I called my friend for an emergency outfit evaluation, and that’s when it hit me: I had missed the mark by a whole multiverse. But he reminded me that there’s always that moment, the one right after you realize things went sideways. where you get to choose. You can panic, start over, spiral, or bail. Or you can shrug, laugh, and say, “Well, this is who I am today.”

I chose the second option. And it made the whole experience better.
And honestly, maybe it makes sense that I ended up looking more like Doctor Strange than Mighty Thor. Because out of all the Marvel characters, he’s the one whose story mirrors mine the most.
Most people watch Doctor Strange and see a man traveling across galaxies to fix his hands.
I watch him and think, Yeah… I get it.
He wasn’t just searching for magic. He was searching for himself, the version of him that existed before everything shattered. And that part hits home. Because while he was learning spells in distant dimensions, I was going through my own transformation right here on Earth. Not the glamorous, swirling-portals kind. The medical kind. The terrifying kind. The kind where you don’t get a cloak that flies, but you do get a piece of your skull turned into a necklace because a device had to be implanted in your head to track seizures. It’s not exactly Marvel merch, but it’s definitely one-of-a-kind.
Doctor Strange had to rebuild his identity after trauma. So did I. He had to relearn how to trust his body. So did I. He had to face the fear that he might never be who he once was. And I’ve lived that fear too.
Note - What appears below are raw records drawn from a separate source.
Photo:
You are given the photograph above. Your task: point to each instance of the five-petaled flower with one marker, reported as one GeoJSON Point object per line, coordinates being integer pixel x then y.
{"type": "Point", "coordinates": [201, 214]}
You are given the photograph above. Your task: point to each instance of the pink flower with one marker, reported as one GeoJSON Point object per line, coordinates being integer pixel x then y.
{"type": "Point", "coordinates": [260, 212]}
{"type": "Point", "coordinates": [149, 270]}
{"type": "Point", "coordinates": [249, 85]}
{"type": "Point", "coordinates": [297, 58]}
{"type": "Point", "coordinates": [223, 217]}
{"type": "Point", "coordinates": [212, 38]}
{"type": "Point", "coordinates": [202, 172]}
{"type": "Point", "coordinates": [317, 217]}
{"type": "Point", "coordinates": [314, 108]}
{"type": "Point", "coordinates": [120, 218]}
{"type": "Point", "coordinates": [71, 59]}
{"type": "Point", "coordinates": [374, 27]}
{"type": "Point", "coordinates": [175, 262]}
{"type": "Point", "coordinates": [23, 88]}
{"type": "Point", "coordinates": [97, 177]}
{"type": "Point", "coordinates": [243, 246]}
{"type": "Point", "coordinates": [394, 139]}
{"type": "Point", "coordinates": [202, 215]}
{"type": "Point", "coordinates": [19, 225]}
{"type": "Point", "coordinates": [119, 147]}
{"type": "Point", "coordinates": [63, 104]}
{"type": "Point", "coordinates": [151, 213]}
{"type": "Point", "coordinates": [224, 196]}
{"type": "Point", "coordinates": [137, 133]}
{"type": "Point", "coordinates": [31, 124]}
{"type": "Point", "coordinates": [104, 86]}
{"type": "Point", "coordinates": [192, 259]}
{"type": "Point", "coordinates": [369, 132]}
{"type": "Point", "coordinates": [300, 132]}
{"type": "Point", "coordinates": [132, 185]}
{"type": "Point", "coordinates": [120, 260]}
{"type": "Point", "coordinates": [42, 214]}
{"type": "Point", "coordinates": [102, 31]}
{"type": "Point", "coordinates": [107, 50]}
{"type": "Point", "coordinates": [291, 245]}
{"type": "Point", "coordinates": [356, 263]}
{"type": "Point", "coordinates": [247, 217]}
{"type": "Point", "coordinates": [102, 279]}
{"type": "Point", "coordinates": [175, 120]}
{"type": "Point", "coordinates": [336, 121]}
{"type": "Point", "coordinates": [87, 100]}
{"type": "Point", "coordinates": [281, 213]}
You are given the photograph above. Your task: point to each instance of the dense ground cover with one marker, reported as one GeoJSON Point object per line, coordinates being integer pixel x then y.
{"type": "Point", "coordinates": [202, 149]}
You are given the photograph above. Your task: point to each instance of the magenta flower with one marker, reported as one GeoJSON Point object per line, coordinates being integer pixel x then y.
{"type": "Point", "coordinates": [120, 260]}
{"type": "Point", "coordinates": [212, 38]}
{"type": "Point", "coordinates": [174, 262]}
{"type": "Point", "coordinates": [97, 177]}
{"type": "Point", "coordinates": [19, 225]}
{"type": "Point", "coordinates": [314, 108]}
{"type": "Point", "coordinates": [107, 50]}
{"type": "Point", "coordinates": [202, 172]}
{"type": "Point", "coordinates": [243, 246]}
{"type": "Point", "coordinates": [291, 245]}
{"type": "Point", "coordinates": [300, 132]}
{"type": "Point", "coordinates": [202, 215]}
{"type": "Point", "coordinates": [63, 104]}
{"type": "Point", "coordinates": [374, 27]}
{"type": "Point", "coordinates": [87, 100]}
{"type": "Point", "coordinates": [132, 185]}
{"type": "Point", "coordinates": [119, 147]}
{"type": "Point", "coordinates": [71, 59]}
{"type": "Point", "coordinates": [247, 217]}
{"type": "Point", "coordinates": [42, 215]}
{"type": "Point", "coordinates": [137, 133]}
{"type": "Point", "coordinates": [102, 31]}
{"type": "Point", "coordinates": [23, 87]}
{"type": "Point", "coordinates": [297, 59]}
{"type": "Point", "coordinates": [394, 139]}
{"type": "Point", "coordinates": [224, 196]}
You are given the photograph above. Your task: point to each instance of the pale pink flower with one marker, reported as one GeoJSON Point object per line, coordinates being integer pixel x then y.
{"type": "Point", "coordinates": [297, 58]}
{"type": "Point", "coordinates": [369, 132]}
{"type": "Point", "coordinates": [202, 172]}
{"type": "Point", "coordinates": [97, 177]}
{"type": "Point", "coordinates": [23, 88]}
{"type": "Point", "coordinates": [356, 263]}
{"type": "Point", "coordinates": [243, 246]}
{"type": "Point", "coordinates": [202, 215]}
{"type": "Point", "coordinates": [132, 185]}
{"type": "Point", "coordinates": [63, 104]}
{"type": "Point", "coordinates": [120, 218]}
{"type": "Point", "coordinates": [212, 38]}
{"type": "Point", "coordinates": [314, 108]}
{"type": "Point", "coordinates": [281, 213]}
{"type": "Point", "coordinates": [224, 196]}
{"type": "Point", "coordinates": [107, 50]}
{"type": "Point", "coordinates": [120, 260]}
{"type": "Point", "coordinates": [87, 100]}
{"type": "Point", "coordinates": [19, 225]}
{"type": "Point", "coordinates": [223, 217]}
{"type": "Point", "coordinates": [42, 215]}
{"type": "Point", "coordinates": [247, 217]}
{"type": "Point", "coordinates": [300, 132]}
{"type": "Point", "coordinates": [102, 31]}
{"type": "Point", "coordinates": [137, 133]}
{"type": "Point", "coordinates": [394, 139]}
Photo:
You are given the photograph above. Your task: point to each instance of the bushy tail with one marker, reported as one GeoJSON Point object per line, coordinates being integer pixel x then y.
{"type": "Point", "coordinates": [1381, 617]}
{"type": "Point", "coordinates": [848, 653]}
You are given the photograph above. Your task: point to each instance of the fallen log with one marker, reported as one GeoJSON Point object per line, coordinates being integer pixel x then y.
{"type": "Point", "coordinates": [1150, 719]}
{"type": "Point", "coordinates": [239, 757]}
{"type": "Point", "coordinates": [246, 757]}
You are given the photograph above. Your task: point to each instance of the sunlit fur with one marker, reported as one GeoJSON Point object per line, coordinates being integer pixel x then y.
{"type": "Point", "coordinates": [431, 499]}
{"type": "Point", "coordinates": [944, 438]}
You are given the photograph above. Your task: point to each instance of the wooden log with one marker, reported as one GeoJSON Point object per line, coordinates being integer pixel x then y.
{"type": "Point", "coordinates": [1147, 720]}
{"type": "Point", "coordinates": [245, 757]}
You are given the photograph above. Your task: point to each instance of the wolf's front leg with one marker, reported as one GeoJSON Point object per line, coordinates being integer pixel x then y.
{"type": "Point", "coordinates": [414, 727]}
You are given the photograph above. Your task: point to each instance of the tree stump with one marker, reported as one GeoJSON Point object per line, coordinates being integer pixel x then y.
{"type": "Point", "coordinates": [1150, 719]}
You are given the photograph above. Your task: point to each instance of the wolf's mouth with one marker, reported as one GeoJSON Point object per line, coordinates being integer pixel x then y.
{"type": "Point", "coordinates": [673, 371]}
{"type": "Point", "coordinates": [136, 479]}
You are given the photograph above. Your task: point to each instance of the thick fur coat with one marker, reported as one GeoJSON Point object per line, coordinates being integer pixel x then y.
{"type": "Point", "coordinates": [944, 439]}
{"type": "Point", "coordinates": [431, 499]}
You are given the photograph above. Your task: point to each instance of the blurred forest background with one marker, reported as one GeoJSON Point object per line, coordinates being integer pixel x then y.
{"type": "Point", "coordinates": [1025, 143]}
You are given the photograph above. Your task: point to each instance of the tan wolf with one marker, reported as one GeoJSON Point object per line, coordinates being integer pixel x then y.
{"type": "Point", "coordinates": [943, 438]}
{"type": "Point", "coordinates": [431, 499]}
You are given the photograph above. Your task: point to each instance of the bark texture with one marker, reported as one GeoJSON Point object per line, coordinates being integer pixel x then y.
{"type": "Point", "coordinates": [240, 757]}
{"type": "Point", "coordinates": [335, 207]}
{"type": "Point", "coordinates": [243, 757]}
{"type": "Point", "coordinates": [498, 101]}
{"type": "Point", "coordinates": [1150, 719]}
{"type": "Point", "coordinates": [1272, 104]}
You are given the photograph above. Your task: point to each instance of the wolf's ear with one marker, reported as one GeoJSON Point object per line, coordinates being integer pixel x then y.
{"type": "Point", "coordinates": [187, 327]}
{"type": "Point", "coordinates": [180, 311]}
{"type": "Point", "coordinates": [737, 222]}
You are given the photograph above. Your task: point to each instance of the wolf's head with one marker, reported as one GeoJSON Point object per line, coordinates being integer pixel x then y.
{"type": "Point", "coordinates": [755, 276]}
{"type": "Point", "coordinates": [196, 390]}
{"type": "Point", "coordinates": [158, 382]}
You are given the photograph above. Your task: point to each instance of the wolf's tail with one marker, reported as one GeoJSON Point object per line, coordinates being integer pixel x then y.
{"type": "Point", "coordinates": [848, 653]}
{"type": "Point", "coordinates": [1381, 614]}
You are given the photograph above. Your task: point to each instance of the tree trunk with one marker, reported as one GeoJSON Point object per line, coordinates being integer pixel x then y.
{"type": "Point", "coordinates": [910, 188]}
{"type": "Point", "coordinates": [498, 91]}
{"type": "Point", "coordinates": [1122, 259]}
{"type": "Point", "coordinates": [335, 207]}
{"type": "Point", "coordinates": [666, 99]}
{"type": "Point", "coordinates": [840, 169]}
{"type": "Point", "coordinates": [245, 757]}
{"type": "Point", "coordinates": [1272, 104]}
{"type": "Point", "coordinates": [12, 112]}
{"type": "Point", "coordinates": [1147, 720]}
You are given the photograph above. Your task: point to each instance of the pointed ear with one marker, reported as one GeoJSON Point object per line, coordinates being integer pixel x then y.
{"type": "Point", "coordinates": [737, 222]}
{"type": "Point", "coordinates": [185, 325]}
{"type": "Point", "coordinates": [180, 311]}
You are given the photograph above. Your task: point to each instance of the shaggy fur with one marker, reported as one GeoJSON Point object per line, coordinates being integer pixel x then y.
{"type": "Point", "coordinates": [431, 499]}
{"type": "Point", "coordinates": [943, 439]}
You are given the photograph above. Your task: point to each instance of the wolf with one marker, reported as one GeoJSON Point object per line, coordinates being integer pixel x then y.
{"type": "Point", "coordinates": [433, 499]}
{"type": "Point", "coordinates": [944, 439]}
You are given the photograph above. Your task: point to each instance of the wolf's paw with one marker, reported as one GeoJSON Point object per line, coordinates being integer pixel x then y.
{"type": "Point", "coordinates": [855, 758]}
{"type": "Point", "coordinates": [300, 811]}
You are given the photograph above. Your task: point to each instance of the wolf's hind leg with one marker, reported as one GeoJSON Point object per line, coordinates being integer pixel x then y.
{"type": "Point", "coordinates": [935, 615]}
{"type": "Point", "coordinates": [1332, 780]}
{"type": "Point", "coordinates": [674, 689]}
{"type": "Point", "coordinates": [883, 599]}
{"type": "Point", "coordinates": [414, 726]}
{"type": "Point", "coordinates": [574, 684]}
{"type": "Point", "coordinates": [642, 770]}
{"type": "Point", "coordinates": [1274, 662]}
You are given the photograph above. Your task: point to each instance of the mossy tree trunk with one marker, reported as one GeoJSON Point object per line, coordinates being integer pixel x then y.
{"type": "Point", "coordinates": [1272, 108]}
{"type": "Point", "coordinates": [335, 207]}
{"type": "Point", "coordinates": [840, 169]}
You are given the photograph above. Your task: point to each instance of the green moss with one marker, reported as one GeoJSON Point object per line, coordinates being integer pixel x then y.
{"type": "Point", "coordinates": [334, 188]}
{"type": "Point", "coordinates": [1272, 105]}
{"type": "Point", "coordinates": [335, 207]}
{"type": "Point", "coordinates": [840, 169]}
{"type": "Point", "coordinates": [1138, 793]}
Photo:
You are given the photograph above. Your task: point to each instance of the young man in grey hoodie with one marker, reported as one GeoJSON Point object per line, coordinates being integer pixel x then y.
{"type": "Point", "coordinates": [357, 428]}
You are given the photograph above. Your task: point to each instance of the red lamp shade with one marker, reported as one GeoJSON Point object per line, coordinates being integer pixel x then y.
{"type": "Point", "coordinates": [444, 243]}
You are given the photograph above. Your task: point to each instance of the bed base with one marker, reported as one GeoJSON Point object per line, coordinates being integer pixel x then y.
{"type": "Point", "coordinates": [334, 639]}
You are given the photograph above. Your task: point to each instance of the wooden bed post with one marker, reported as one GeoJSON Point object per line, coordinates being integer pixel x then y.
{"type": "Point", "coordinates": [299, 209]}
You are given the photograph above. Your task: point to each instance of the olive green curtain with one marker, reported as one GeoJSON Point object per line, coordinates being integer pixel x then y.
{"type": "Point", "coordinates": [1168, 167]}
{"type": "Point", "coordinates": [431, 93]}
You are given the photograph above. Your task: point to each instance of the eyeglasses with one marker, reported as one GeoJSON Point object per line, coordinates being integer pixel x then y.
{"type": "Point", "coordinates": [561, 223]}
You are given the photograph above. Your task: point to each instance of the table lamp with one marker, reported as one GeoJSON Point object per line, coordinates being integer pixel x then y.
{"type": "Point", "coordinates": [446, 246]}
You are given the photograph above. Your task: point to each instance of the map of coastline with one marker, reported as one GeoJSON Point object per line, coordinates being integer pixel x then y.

But here’s the part that matters: He didn’t go back to who he was. He became someone new, someone stronger, stranger, wiser, and more powerful because of what he survived. I, too, have changed into someone much more whimsical, stronger, empathetic, and a wee bit wiser.
People think magic is all sparks and light shows. But real magic is quieter. It’s waking up after surgery and deciding to keep going. It’s learning to trust your body again after it betrayed you.
It’s wearing a piece of your own skull as jewelry and saying, “This is part of my story now.”
It’s surviving something that should have broken you — and then choosing to build yourself back anyway. Doctor Strange had the Eye of Agamotto. I had medical devices, resilience, and a stubborn refusal to quit. Different tools. Same fight.
So Here’s to Us
To the heroes who try.
To the heroes who improvise.
To the heroes who rebuild themselves.
To the heroes who laugh at their own chaos.
To the heroes who don’t need a perfect costume to be worthy.
We are all our own superheroes; messy, mismatched, magnificent.
And honestly? I wouldn’t trade my Doctor-Strange-who-murdered-Thorg mishap for anything.

Morals: 1) Going with the flow is its own kind of superpower. 2) Your energy, your real, unfiltered self, is what people connect with. 3) Your scars don’t diminish your worth; they prove your strength. 4) You are already a superhero; it is just a matter of believing it.